Although Mr. Bounderby carried it off in these terms, holding the door open for the company to depart, there was a blustering sheepishness upon him, at once extremely crestfallen and superlatively absurd. Detected as the Bully of humility, who had built his windy reputation upon lies, and in his boastfulness had put the honest truth as far away from him as if he had advanced the mean claim (there is no meaner) to tack himself on to a pedigree, he cut a most ridiculous figure. With the people filing off at the door he held, who he knew would carry what had passed to the whole town, to be given to the four winds, he could not have looked a Bully more shorn and forlorn, if he had had his ears cropped. Even that unlucky female, Mrs. Sparsit, fallen from her pinnacle of exultation into the Slough of Despond, was not in so bad a plight as that remarkable man and self-made Humbug, Josiah Bounderby of Coketown.

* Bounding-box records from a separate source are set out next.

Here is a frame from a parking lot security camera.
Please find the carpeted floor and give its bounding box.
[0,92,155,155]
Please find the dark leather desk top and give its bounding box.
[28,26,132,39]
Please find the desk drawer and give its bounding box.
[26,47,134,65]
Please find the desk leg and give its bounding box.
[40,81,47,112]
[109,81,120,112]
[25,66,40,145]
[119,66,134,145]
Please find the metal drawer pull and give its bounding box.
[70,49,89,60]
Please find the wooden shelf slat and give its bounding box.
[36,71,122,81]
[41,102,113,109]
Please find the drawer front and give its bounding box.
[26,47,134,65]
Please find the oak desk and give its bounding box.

Rachael and Sissy, leaving Mrs. Pegler to occupy a bed at her son's for that night, walked together to the gate of Stone Lodge and there parted. Mr. Gradgrind joined them before they had gone very far, and spoke with much interest of Stephen Blackpool; for whom he thought this signal failure of the suspicions against Mrs. Pegler was likely to work well.

As to the whelp; throughout this scene as on all other late occasions, he had stuck close to Bounderby. He seemed to feel that as long as Bounderby could make no discovery without his knowledge, he was so far safe. He never visited his sister, and had only seen her once since she went home: that is to say on the night when he still stuck close to Bounderby, as already related.

There was one dim unformed fear lingering about his sister's mind, to which she never gave utterance, which surrounded the graceless and ungrateful boy with a dreadful mystery. The same dark possibility had presented itself in the same shapeless guise, this very day, to Sissy, when Rachael spoke of some one who would be confounded by Stephen's return, having put him out of the way. Louisa had never spoken of harbouring any suspicion of her brother in connexion with the robbery, she and Sissy had held no confidence on the subject, save in that one interchange of looks when the unconscious father rested his gray head on his hand; but it was understood between them, and they both knew it. This other fear was so awful, that it hovered about each of them like a ghostly shadow; neither daring to think of its being near herself, far less of its being near the other.

And still the forced spirit which the whelp had plucked up, throve with him. If Stephen Blackpool was not the thief, let him show himself. Why didn't he?

Another night. Another day and night. No Stephen Blackpool. Where was the man, and why did he not come back?